Impossible Conclusions: Life in Shades of Grey

“Not all those who wander are lost.” ~ J.R.R. Tolkien

I’m gradually learning to embrace the fact that life’s greatest questions really have no conclusions.

Bradley Harris of Memphis, TN, is my editor, and, moreover, my greatest teacher. Once again, his editor’s notes have given me more than sound writing advice. They’ve given me a lesson in life.

Two weeks ago I sent Brad the final never-ending draft of my first non-fiction book. In the final chapter, I’d unknowingly drawn a conclusion I suppose my subconscious believed would give encouragement to the reader and set up a call to action for living a better life.

Puerto Cayo Manabi

Captured by Dana, me, wandering in thought, in Puerto Cayo, Manabi, Ecuador.

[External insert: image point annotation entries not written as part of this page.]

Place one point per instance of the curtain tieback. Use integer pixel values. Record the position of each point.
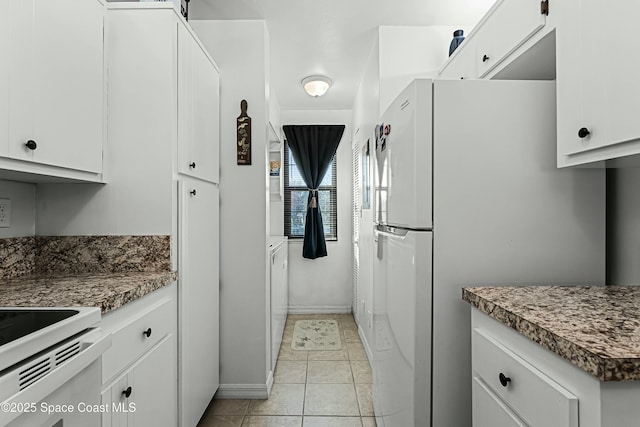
(314, 198)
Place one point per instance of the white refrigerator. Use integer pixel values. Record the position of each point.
(467, 193)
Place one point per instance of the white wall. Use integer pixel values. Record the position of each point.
(365, 116)
(325, 284)
(410, 52)
(23, 208)
(623, 226)
(239, 48)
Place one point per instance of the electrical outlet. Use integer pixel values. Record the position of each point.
(5, 213)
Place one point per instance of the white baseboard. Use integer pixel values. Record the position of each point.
(365, 344)
(319, 309)
(269, 383)
(243, 391)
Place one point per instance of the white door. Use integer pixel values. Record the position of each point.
(403, 153)
(198, 297)
(402, 328)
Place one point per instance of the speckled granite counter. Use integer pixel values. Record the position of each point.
(105, 290)
(597, 328)
(86, 271)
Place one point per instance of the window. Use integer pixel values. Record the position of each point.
(295, 199)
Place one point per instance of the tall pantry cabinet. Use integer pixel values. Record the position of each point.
(164, 113)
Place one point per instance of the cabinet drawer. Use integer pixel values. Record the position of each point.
(130, 340)
(489, 410)
(532, 395)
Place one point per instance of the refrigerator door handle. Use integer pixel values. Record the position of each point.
(385, 230)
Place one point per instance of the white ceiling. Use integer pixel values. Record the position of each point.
(331, 37)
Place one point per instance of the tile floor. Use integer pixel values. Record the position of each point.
(310, 389)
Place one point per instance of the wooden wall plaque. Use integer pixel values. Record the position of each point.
(243, 130)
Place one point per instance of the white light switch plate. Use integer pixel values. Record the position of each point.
(5, 213)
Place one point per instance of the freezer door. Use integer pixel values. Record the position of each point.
(403, 157)
(402, 328)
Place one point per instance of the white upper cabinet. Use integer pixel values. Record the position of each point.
(597, 83)
(56, 86)
(512, 23)
(463, 65)
(199, 110)
(509, 29)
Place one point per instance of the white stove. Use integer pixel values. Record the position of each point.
(50, 358)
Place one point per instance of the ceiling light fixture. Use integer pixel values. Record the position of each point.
(316, 85)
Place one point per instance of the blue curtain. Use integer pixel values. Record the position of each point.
(313, 148)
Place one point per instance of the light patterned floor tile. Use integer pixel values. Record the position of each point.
(264, 421)
(361, 372)
(341, 354)
(365, 399)
(291, 372)
(332, 422)
(285, 399)
(356, 351)
(351, 335)
(221, 421)
(368, 422)
(228, 407)
(331, 399)
(329, 372)
(287, 353)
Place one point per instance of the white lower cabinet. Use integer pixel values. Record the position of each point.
(489, 409)
(278, 261)
(516, 382)
(513, 382)
(146, 393)
(139, 371)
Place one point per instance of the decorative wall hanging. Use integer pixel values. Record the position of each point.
(274, 168)
(243, 127)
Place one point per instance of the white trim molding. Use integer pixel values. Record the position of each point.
(243, 391)
(324, 309)
(365, 344)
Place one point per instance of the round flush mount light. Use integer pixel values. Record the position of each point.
(316, 85)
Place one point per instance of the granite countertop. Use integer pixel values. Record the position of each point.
(597, 328)
(105, 290)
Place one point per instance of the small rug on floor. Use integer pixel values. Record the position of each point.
(316, 335)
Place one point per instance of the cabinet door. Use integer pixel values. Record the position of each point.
(199, 112)
(146, 394)
(279, 302)
(198, 297)
(154, 387)
(463, 63)
(56, 83)
(5, 45)
(118, 402)
(597, 80)
(513, 23)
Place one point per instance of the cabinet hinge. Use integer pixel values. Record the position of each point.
(544, 7)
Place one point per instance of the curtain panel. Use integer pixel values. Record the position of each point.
(313, 148)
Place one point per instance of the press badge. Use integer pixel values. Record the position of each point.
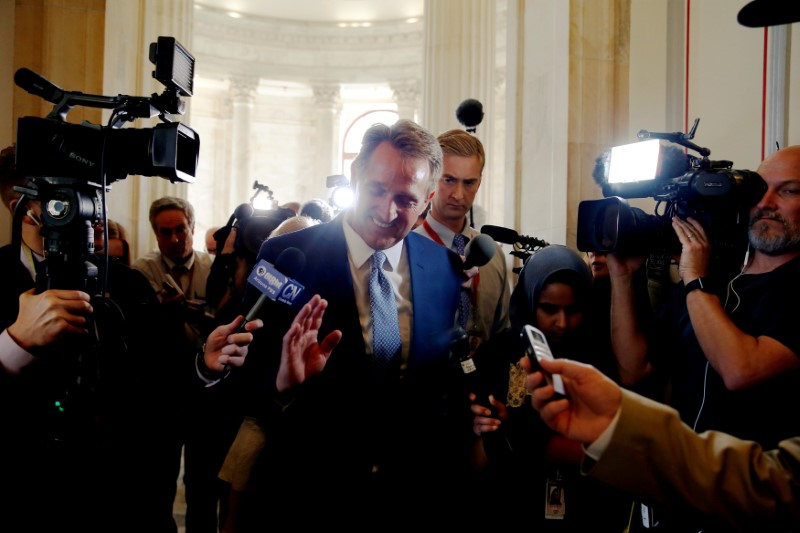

Brad’s notes challenged the conclusion, and the very notion the book required a tidy, happily-ever-after ending. And I knew immediately he was right.

And thank goodness for his profound advice; for without it, I might never have survived the last 24 hours – one of the most confounding days of my life.

“The yearning to know What cannot be known, to comprehend the Incomprehensible, to touch and taste the Unapproachable, arises from the image of God in the nature of man.” ~ A.W. Tozier

My days are painfully predictable. I get out of bed around 3 a.m., write, drink coffee, research, go to work and come home exhausted to hit the bed around 7 p.m. Yesterday’s schedule was typical. It was just greyer than most.

After a 4 a.m. blog post, I scanned my WordPress reader, something I almost never do. When I randomly stopped by Holly Michael’s blog I found she’d nominated me for an undeserved award, and said some very kind things about my work. You may view Holly’s inspirational site here: http://wp.me/1Gxnc

Anyone else would have been thrilled, but it set into motion an entire day of questioning the priorities in my life. And that really doesn’t take much for a 46-year-old guy who’s well into mid-life crisis

So the day begins at 3 a.m. wondering about the possibility of “life’s calling” as a writer.

Next up, around 4:30 a.m. I get a blog post notification from www.laspalmasecuador.com – a pictorial update of a home we’re building in Puerto Cayo, Ecuador. The progress is amazing. Dana and I love everything about Puerto Cayo – particularly the business potential, and the opportunities to build a meaningful missional community there. Something very grey from 5,000 miles away is screaming to me, but with a grey, clouded clarity. You may view yesterday’s post about that news here: http://wp.me/p2bjEC-yA

By 4:30 a.m., it’s already an emotional morning. My wife says she’ll pray for me throughout the day. My best friend, knowing my confounding situation, sends me a note that says “go with your gut.” What he doesn’t know is that my gut’s the very thing that scares the daylight out of me.

I finish the routine and make the 10-minute drive to work, and think of my dad who passed away in February. I wish I could speak to him, but he’s not here. And I cry most of the way to work.

Tuesday 8-5 is spent preparing for the next day’s business trip to Thayer, MO. I’ll embark on that trip about 4 hours from now. The thinking time on the road will be precious, and for that I’m grateful.

Five o’clock and I’m waiting in line at Domino’s Pizza. My mind races through the events of the day, and all the writing projects on the schedule. There’s a manuscript to complete, then two more books to finish the trilogy. Then, I predictably wonder what comes after that?

Brad’s notes immediately come to mind: Why draw a conclusion? The most important things don’t require a black and white answer.

This side of heaven, the most important questions in life are inconclusive.

So now, another project stands on the sideline. I’ve purchased the domain: www.theimpossibleconclusion.com

What I’ll do with it stands in the shadow of greyness for now.